Five Writers and a Lubitsch Problem

Part of what makes the film so uneven may be its unusually crowded screenplay. The Electric Kiss carries story credits for five writers: Zlotowski (A Private Life), Campillo (BPM), Benjamin Charbit (The Beast), and longtime Salvadori collaborators Benoît Graffin and Salvadori himself. The original idea, it turns out, came from an unexpected place.

Salvadori told Deadline that Zlotowski gave him the film’s premise as backstory for a character he was playing in her 2019 film The Summoning — he was cast as a director shooting a film in 1938, and she handed him a loose story description to help him improvise on set. “She told me it was the story of a young woman, a fake psychic, who makes a young man believe she can put him in contact with his deceased wife, and in the process falls in love with him,” Salvadori recalled. He was immediately hooked. Zlotowski didn’t want payment for the idea — “Ideas belong to those who take them on,” she told him — but Salvadori gave her and Campillo credits anyway.

The Lubitsch comparison, which the Cannes website itself invited, is the one critics keep returning to — and not always kindly. Salvadori has spoken at length about how seeing Lubitsch’s Heaven Can Wait was the film that made him understand what directing actually was. “I understood that ultimately, it was the formalists who interested me,” he said, namechecking Howard Hawks, Mitchell Leisen, and Raoul Walsh alongside Lubitsch as foundational influences. “Directors who work with genre, but with a very strong point of view.”

The problem, as Variety put it, is that Lubitsch and Wilder “were magicians who knew how to lure in an audience” — and that quality of real magic underlying the fakery is precisely what The Electric Kiss can’t quite manufacture.
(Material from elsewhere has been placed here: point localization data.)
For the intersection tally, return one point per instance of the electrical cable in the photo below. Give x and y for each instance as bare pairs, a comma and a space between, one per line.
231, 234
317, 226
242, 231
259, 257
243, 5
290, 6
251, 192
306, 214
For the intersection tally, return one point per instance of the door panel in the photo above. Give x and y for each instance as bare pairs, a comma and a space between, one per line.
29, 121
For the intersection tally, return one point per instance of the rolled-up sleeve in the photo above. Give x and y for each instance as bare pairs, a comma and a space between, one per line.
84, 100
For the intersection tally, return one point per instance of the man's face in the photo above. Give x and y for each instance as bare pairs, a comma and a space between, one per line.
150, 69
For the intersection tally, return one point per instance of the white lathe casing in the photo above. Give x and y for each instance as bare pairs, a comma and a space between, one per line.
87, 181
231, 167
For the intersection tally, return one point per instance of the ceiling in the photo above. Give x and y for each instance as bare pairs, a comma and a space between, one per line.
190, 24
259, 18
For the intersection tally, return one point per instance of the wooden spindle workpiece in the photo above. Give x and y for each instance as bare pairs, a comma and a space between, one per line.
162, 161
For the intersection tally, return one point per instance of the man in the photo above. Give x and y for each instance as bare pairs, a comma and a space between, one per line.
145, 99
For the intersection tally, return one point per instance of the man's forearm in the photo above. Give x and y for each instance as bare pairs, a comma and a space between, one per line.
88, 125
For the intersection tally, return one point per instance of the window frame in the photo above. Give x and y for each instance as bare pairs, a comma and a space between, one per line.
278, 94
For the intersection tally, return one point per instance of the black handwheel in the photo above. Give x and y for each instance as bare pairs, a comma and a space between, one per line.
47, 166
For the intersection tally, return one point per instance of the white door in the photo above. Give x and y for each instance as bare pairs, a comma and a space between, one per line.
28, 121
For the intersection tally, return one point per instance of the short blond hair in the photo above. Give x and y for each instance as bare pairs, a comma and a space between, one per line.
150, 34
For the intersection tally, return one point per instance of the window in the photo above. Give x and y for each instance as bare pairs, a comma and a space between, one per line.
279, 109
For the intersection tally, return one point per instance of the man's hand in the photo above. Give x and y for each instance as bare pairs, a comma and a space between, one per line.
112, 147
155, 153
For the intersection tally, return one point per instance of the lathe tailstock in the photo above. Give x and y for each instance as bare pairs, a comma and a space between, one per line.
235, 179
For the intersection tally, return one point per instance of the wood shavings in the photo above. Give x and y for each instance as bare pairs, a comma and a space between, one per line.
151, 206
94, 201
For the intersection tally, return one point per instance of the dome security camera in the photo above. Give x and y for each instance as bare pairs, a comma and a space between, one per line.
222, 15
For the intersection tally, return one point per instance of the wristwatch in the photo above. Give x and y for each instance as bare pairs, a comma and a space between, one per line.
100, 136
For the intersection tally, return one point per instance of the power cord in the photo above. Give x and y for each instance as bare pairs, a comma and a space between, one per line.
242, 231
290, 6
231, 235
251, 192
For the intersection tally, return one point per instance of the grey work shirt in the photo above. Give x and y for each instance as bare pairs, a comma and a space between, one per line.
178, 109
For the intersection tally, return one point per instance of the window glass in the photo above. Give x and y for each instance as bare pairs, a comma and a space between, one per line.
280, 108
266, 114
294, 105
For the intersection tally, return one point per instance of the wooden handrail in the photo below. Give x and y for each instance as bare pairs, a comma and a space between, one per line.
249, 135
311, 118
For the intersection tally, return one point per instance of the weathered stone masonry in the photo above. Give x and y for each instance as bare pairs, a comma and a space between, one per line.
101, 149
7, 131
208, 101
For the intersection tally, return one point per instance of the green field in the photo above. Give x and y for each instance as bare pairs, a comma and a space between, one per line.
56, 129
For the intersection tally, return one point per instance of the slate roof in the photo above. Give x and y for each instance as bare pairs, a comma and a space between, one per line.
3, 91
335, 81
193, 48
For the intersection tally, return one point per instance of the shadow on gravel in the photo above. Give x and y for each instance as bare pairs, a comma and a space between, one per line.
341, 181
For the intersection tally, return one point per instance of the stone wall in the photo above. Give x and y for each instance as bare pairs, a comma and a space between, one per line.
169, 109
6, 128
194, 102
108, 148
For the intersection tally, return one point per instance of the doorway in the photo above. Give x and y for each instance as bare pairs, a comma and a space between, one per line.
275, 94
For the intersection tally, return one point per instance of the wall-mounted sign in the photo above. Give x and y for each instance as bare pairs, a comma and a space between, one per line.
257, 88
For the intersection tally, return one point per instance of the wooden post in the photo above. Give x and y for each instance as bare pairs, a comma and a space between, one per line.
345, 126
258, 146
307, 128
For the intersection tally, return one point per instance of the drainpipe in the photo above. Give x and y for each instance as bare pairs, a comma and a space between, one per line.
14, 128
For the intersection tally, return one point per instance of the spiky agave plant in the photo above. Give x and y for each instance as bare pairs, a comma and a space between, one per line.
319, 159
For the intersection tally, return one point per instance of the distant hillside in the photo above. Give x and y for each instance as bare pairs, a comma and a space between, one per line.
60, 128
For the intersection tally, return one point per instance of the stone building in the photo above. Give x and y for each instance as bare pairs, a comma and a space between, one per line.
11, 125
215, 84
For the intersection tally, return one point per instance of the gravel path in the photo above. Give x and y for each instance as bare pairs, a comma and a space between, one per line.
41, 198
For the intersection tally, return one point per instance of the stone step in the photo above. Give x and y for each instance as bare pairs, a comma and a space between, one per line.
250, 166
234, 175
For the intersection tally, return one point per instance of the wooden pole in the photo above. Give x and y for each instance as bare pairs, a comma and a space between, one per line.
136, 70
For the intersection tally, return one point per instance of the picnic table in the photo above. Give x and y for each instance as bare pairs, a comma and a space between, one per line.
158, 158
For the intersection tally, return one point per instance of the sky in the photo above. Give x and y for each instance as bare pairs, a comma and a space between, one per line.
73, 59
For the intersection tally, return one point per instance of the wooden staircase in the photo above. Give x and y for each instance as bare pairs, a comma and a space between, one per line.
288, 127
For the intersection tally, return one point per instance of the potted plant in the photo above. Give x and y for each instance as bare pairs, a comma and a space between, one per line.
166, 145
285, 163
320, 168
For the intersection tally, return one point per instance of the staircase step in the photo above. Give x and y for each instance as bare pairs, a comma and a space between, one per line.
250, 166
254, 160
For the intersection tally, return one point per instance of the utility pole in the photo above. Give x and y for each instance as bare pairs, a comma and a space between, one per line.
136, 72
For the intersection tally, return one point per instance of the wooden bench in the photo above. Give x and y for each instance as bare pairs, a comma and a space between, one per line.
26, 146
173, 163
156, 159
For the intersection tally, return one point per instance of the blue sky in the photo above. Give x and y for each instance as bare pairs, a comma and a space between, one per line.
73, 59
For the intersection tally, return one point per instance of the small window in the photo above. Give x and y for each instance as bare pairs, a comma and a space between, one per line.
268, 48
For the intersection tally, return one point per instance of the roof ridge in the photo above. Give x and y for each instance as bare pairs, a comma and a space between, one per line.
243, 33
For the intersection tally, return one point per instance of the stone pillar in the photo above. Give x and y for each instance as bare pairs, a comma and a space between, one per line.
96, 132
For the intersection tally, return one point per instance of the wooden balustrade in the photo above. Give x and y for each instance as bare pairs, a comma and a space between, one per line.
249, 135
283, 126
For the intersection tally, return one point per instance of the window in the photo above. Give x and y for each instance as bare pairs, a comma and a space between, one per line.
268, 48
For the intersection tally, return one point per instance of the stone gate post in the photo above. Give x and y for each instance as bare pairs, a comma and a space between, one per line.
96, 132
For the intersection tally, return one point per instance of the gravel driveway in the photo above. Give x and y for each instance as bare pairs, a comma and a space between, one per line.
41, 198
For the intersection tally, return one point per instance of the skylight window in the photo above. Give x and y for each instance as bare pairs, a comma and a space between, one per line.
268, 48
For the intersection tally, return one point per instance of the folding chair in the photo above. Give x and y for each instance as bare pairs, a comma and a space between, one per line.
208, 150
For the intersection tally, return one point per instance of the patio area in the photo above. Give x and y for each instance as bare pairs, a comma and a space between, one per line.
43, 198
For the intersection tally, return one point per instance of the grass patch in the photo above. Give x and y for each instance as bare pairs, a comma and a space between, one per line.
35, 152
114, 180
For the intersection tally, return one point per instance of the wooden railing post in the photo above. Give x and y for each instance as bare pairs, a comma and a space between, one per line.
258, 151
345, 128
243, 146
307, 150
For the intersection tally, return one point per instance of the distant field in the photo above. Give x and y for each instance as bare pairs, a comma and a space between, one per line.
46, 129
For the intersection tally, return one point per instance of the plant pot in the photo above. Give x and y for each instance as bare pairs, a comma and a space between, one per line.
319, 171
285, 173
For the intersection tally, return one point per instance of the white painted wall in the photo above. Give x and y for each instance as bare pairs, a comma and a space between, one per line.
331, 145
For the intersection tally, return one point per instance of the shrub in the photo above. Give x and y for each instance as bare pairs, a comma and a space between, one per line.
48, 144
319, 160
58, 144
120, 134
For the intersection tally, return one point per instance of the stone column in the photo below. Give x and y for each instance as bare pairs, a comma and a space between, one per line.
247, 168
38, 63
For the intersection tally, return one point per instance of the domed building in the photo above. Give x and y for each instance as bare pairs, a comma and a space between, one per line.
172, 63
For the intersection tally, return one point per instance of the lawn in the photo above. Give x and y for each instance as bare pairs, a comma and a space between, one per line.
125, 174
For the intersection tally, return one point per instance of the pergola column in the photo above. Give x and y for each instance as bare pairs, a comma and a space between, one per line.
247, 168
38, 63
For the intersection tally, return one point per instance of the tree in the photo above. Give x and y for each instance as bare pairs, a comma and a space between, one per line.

The film is about illusion, but the illusion doesn’t hold.

Joy, Terror, and Thirty Years in the Making

Whatever critics make of the film itself, there’s something genuinely moving about what opening Cannes means to Salvadori personally. In his Deadline interview, the director — who has been making films since 1995 — described the experience as “a gift, something that has not happened to me across the 30 years of my career.” He admitted to feeling “a mixture of elation and terror” and joked that the fear would only lift once the screening ended at 10:30pm.

Notably, he said he didn’t want to be in competition. “This is a film for a party, a celebration… it’s a film that talks about my love for cinema.” He suggested earlier works — like In the Courtyard with Catherine Deneuve or The Trouble With You, which played Directors’ Fortnight in 2018 — would have been stronger Palme d’Or contenders. This one, he seemed to know, was built for the opening-night room.

He also revealed that the film’s art dealer character, Armand — the charming, slightly manipulative operator played by Lellouche — was directly inspired by his own producer and longtime collaborator Philippe Martin, with whom he’s worked for thirty years. “There has always been this dimension of friendship and work, and sometimes a lot of tension,” Salvadori said. “There’s this unbreakable friendship, almost a brotherhood, and then this other dimension of our relationship around making a film work together, which can be very chaotic and difficult.”

The decision to set the film in 1928, he explained, was deliberate: the era’s genuine craze for spiritualism — séances, psychics, the belief that the afterlife was reachable — makes Antoine’s credulity feel earned rather than foolish. Salvadori even pointed to Thomas Edison, who reportedly invented a machine intended to communicate with the dead, as evidence that the period’s fascination with the supernatural went all the way to the top.

The Electric Kiss is now in the Cannes official selection out of competition. Whether it finds its audience beyond the Croisette remains an open question — but for one night at least, it gave the festival its opening spark.